Soon after the doctor went out, there was heard a shrill whistle at the gate, together with a kicking about of gravel by a pair of rough boots. Lady Level looked up, and saw the boy from the station bringing in a parcel.

"Well, Sam," said she, as the lad approached. "What have you come for?"

"They sent me on with this here parcel—and precious heavy he is for his size," replied Sam Doughty, as without ceremony he tumbled the parcel on to the bench by Lady Level's side. It was addressed to her, and she knew that it contained some books which Mr. Ravensworth had promised to send down. "Come down by the mid-day train," curtly added the boy for her information.

"Do you get paid for delivering parcels, Sam?"

"Me get paid!" returned the youth, with intense aggravation; "no such luck. Unless," added he, a happy thought striking him, "anybody likes to give me something for myself—knowing how weighty they be, and what a lug it is for one's arms."

"This parcel is not at all heavy," said Lady Level.

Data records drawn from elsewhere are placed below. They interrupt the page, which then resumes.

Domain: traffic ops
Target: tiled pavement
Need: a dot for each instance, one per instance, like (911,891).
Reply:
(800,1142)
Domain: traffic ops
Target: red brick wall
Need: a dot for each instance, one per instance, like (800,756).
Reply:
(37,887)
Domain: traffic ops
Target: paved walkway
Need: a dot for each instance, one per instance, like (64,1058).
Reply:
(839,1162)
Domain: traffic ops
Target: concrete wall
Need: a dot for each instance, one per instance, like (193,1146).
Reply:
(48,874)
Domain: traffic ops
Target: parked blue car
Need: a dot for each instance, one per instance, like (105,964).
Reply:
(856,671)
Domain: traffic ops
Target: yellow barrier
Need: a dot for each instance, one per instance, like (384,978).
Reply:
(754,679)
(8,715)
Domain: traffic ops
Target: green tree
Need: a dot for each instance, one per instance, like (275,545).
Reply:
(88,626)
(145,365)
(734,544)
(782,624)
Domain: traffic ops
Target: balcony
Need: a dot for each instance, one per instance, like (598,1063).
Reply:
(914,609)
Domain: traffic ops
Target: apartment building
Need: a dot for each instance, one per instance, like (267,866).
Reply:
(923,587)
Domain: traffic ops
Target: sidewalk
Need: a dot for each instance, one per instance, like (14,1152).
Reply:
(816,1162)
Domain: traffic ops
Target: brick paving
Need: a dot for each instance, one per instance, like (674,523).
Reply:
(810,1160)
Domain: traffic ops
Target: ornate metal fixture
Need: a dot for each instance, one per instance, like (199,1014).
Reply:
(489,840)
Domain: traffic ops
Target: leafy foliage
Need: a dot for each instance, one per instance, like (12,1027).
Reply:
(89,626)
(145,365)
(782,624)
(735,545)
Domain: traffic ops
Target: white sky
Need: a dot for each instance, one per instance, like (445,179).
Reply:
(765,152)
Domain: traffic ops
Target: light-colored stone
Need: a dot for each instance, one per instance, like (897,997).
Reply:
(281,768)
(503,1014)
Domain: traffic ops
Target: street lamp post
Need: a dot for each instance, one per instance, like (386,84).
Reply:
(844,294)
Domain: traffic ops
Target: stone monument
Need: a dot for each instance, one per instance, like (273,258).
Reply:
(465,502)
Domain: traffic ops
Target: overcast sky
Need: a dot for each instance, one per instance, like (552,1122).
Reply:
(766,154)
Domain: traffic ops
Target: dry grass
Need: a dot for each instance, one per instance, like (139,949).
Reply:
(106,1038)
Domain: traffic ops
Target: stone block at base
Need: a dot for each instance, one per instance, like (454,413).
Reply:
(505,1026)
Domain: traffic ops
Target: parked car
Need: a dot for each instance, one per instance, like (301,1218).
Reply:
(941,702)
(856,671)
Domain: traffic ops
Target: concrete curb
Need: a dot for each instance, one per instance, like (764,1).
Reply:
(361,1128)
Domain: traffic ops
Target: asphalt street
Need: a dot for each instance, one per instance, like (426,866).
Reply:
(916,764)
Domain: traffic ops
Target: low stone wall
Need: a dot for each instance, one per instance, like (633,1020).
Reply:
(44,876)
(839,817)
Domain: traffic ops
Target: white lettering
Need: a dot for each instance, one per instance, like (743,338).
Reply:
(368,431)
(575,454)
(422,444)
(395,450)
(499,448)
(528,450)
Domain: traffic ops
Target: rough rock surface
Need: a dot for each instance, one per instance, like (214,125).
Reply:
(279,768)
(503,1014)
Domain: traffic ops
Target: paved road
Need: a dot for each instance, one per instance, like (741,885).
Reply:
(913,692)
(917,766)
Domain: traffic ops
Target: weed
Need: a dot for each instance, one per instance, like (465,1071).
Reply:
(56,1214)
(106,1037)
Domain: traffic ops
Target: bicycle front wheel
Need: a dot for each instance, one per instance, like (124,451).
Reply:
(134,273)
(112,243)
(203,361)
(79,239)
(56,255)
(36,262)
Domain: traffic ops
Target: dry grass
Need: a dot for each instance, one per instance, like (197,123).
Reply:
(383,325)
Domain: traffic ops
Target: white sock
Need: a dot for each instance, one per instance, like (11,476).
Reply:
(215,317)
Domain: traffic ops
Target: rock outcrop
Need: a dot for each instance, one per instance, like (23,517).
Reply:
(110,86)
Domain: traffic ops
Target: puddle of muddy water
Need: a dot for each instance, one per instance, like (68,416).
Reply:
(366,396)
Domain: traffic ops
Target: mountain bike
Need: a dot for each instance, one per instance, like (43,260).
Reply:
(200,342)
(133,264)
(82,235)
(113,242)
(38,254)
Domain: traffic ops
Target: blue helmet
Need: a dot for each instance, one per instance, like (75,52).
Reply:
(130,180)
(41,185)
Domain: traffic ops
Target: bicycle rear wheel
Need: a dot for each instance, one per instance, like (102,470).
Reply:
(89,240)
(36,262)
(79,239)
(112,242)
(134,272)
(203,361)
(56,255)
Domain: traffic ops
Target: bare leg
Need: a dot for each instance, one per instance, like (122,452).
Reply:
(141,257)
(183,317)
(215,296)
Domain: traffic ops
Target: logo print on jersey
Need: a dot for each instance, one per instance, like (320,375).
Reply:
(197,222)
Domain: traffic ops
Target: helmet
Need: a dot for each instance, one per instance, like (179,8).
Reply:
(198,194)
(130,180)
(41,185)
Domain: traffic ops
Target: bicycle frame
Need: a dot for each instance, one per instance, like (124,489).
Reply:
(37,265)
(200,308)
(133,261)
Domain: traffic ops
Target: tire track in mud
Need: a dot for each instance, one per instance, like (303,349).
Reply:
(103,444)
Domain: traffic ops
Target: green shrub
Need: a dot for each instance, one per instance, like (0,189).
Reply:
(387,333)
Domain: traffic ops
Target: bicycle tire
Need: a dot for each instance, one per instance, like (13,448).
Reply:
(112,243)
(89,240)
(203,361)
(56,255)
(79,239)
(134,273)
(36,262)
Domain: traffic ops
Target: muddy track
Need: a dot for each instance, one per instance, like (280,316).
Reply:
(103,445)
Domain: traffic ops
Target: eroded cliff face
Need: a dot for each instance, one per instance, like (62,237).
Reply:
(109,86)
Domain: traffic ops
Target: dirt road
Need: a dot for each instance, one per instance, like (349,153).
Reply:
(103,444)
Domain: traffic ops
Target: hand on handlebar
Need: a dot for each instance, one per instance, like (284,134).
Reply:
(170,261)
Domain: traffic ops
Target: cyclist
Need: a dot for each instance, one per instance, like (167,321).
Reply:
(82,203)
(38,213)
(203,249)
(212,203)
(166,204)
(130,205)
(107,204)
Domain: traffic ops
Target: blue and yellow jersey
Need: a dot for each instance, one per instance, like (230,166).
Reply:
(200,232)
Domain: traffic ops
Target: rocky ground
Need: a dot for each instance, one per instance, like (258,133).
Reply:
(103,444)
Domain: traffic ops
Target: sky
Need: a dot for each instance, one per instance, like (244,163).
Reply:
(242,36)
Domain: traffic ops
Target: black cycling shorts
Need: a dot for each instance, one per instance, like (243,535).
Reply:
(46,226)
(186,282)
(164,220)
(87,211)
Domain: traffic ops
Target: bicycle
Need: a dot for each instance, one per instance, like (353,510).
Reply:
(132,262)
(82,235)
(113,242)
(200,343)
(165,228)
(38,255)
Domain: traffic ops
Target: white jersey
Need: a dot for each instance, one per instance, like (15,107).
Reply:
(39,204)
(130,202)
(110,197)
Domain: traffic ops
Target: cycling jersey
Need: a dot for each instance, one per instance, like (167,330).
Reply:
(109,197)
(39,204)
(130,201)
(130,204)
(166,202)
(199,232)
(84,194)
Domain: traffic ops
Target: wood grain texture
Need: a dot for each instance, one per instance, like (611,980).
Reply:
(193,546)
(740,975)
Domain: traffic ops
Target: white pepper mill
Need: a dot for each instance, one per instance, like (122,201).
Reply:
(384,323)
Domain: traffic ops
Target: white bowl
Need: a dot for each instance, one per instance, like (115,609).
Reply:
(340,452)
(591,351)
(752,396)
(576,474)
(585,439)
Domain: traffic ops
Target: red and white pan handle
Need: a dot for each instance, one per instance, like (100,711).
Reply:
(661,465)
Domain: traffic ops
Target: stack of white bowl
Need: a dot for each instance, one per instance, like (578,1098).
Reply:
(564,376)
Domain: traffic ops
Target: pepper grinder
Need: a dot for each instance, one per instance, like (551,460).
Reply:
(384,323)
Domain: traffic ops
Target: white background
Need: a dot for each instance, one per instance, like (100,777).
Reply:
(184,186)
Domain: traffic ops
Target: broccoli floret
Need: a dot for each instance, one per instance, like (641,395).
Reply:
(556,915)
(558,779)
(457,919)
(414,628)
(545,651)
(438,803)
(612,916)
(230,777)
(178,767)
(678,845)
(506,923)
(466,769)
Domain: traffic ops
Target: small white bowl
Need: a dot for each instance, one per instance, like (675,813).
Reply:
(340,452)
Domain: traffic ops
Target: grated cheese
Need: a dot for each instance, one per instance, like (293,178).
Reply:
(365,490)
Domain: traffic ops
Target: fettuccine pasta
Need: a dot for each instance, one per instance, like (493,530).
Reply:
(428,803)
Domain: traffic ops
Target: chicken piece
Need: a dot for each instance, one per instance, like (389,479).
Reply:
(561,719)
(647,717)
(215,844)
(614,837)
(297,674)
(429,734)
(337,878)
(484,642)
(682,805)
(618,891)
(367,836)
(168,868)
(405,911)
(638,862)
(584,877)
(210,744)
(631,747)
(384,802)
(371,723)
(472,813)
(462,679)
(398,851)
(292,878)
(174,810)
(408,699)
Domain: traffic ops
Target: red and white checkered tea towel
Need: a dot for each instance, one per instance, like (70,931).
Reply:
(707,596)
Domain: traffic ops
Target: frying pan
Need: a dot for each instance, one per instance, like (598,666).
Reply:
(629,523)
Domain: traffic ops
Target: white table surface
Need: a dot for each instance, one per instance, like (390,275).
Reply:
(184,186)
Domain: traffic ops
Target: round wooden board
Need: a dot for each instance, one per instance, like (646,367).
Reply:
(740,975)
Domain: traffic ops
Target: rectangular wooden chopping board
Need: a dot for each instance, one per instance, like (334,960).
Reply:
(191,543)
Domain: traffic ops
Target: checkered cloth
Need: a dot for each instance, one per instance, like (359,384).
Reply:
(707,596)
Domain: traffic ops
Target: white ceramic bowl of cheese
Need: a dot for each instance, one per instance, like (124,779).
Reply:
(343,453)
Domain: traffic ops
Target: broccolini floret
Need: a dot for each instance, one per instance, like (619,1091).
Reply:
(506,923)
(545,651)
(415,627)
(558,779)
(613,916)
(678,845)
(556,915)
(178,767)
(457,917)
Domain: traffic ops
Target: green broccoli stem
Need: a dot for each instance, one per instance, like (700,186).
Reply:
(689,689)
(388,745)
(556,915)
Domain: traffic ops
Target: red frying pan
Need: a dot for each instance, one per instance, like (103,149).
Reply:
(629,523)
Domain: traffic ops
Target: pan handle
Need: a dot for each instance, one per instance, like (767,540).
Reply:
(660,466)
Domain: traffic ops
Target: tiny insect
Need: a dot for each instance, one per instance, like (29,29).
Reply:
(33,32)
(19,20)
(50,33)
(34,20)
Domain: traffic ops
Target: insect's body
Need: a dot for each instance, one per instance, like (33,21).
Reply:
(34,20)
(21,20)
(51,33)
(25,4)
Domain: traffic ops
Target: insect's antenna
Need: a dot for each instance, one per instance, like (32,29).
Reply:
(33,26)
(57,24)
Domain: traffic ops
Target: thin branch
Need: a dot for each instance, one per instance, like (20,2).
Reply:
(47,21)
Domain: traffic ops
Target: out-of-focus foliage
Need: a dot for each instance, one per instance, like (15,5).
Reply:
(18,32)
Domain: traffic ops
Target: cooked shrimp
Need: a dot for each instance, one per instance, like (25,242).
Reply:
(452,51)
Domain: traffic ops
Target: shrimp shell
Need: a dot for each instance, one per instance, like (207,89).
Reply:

"I'm sure he is, then, for his size. You should lift, though, what I have to drag along sometimes. Why, yesterday that ever was, I brought a parcel as big as a house to the next door; one that come from Lunnon by the mid-day train just as this'n did; and Mother Snow she never gave me nothing but a jam tart, no bigger nor the round o' your hand. She were taking a tray on 'em out o' the oven."

"Jam tarts for her delectation!" was the thought that flashed through Lady Level's mind. "Who was the parcel for, Sam?" she asked aloud.